Industry & Advocacy News
June 5, 2020
The Authors Guild strongly opposes President Trump’s May 28, 2020, Executive Order, “Preventing Online Censorship,” as yet another attempt by this administration to use executive power to silence speech that is critical of the president. As FCC Commissioner Jessica Rosenworcel said in her statement, “an executive order that would turn the Federal Communications Commission into the president’s speech police is not the answer.”
This Order came after Twitter applied the label of “potentially misleading” to two of Trump’s tweets claiming that mail-in ballots will be fraudulent. Trump retaliated two days later with the Executive Order, but this did not deter Twitter from labeling a subsequent tweet by the President that included “when the looting starts, the shooting starts” as “glorifying violence.” Twitter has recently started using these labels pursuant to a new policy for flagging misleading or deceptive information on its platform. Twitter so far has not removed any tweets, as they may be in the public interest.

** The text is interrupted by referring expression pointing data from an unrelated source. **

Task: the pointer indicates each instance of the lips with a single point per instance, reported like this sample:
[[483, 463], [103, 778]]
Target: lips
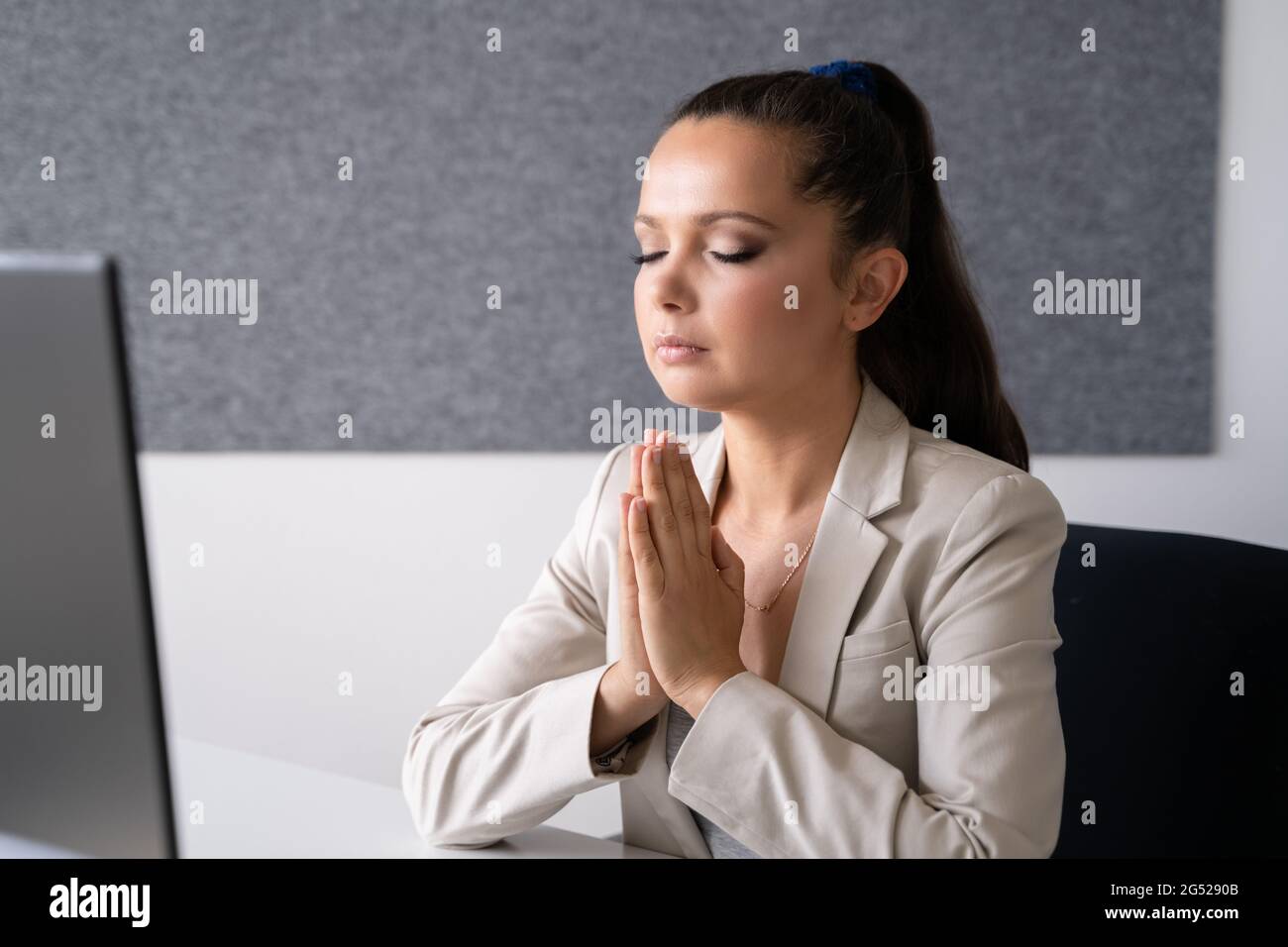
[[671, 341]]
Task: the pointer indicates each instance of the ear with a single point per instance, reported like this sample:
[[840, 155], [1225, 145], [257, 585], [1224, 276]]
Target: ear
[[881, 274]]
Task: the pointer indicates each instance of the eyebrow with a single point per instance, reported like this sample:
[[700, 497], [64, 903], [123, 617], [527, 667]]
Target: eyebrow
[[711, 217]]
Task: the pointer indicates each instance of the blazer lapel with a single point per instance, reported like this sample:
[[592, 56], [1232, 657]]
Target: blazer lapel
[[868, 480]]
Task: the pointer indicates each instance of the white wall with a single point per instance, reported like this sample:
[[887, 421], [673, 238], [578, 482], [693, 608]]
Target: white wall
[[375, 565]]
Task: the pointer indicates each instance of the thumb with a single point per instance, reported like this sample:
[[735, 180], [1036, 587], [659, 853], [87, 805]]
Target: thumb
[[729, 564]]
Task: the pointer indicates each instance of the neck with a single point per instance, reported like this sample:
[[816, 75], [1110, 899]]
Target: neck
[[781, 459]]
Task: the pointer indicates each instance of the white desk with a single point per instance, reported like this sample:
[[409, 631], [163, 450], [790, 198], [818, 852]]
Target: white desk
[[259, 806]]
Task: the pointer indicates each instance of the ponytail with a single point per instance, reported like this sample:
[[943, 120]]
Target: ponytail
[[872, 158]]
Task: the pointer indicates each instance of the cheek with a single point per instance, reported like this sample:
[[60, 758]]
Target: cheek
[[754, 312]]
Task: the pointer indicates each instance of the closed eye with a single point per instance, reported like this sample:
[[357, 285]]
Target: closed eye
[[741, 257]]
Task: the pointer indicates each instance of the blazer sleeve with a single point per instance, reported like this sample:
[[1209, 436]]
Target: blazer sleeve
[[991, 781], [509, 745]]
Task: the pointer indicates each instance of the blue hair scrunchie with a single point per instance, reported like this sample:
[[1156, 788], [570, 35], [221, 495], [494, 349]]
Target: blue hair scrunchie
[[854, 76]]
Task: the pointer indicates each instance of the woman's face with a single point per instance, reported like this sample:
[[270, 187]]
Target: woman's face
[[756, 348]]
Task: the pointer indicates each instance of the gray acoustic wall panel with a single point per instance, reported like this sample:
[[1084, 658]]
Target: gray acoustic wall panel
[[516, 169]]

One of the most troubling parts of Trump’s Executive Order directs certain government agencies and officials to “clarify” section 230(c) of the Communications Decency Act, a law that shields internet services from civil liabilities for the illegal activities of their users. The Order implies that section 230 is being “distorted” when it is used to protect Twitter and other online platforms from liability when they allegedly “engage in deceptive or pre-textual actions…to stifle viewpoints with which they disagree,” claiming that these kinds of actions amount to editorial conduct that should remove these providers from section 230 immunity.

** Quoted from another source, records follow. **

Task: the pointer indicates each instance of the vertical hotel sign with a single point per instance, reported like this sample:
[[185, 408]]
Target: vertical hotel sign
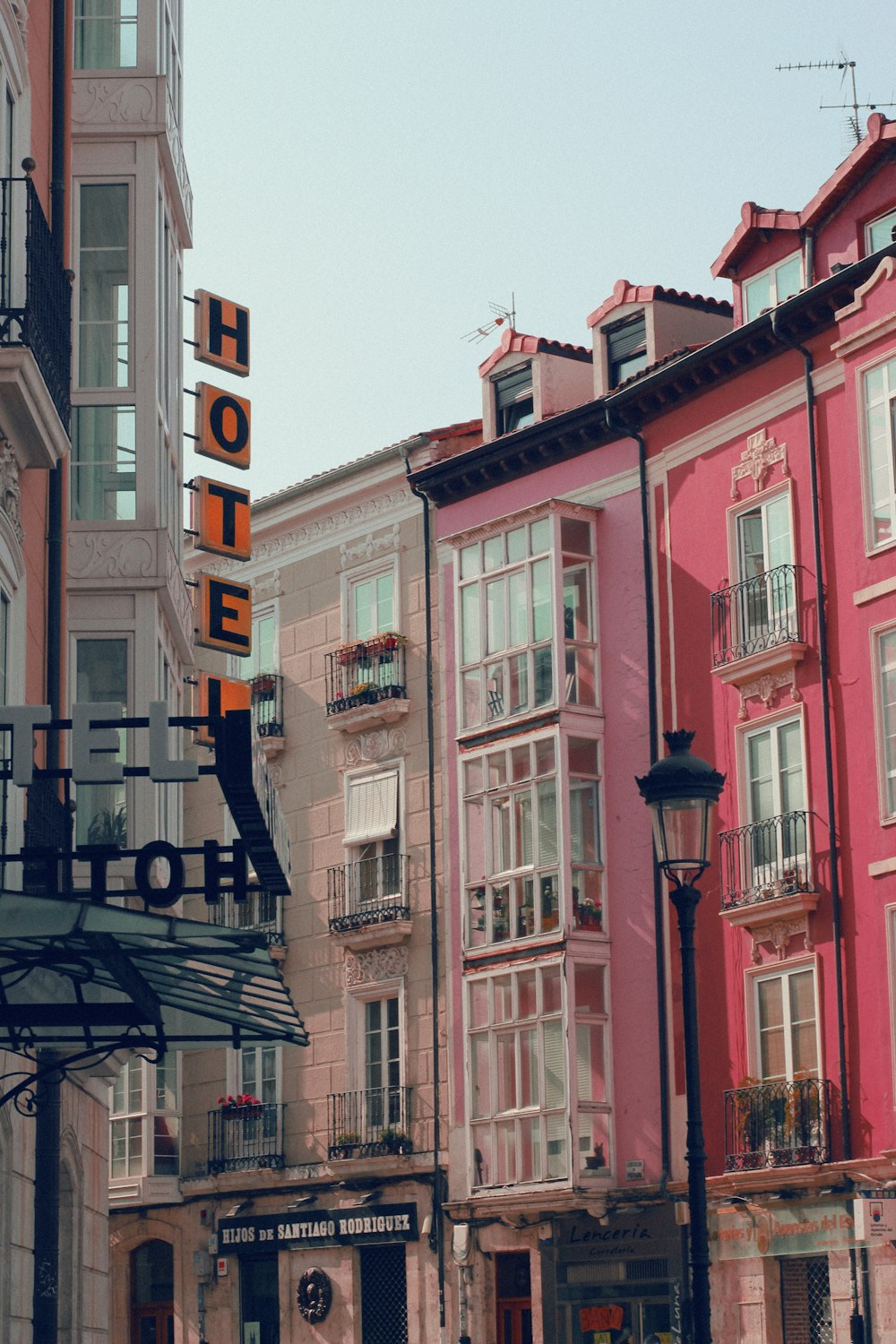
[[220, 513]]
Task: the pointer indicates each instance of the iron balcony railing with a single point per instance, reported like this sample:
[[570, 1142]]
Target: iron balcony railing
[[35, 289], [268, 704], [246, 1137], [778, 1124], [754, 616], [366, 672], [764, 859], [260, 913], [368, 1124], [367, 892]]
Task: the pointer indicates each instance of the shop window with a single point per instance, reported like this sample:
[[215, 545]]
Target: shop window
[[880, 446], [880, 233], [513, 401], [102, 285], [101, 814], [517, 1101], [885, 645], [771, 287], [104, 464], [626, 349], [105, 34]]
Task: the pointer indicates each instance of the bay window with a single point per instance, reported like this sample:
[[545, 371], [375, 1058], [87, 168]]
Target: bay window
[[517, 1077]]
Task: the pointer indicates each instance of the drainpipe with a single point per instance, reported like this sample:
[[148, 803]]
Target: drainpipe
[[856, 1322], [659, 902], [437, 1239]]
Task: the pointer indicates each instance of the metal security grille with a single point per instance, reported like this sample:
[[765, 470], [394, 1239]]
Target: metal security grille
[[805, 1293], [383, 1295]]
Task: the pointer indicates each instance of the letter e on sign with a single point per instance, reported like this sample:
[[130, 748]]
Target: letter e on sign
[[222, 519], [225, 616], [223, 426], [222, 333], [220, 695]]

While the Authors Guild believes that Section 230 itself is far from perfect and should be amended to hold service providers more accountable in certain cases, it is concerned about the President’s attempt to revise a law enacted by Congress through an executive order, especially in retaliation for warnings about harmful statements that are patently false or incite violence.
The Order also requires each Federal department and agency to review its spending on ads and marketing placed on online platforms in light of what the Administration is calling “viewpoint-based speech restrictions,” the clear implication of which is that government agencies may withhold ad dollars in an effort to coerce a platform to engage in speech that violates the platforms’ policies.
The President’s repeated efforts to strong-arm critics through executive power—and in this case, to change a law Congress enacted—goes against the grain of constitutional separation powers. The Order is currently facing a First Amendment lawsuit from a non-profit technology policy called The Center for Technology and Democracy, and other challenges are expected.
We will continue to monitor developments around the Executive Order.